The Lesson in Martin Cruz Smith's Arkady Renko Novels
I felt a pang of something. My father had loved spy stories and police procedurals set in far-flung, wintery locations, and there had been at least one worn hardback in my family's house by Smith, a thick novel called Gorky Park that had drawn my attention as a boy (as all my dad's books did). Gorky Park's subject matter—murders in Moscow, the Cold War, the Soviet Union—were appealing points of reference for my father, a money manager who read thrillers at a steady clip and listened to them, too. After the markets closed, he'd come home from the office and sometimes linger in his car outside our house, letting his audiobook run.
I valiantly read some of my dad's John le Carré in my early teenage years, some Robert Ludlum, some Frederick Forsyth, some Tom Clancy. But his copy of Gorky Park, with its forbidding heft, stayed on the shelf.

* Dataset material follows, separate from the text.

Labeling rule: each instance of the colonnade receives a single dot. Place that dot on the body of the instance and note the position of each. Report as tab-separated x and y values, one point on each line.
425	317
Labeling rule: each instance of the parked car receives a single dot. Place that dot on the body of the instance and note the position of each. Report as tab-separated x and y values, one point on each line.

So that spring of 2023—my father dead some 12 years from cancer—I whipped through Independence Square as if making up for lost time. The novel was a breeze, an investigation of a missing anti-Putin activist set between contemporary Moscow, Kyiv, and the Crimean peninsula, and it introduced me to Arkady Renko, an investigator in a prosecutor's office in Moscow. Renko has a querulous relationship to authority, and strikingly, in Independence Square, he begins to stumble and walk unsteadily. He's diagnosed with Parkinson's disease.
Another pang: Parkinson's is the condition my mother has lived with for 30 years. An unlikely convergence had formed, private and galvanizing—my father and mother, long divorced, never fully reconciled, brought together in the pages of a Martin Cruz Smith thriller.
As I said, reading projects are personal, and this one had begun in earnest. Over the course of the next 18 months, I would read every Arkady Renko novel; there are 11. I completed this task on a recent Sunday afternoon, devouring Hotel Ukraine, the final one, released just this month by Simon & Schuster. Five days later, news broke that Smith had died.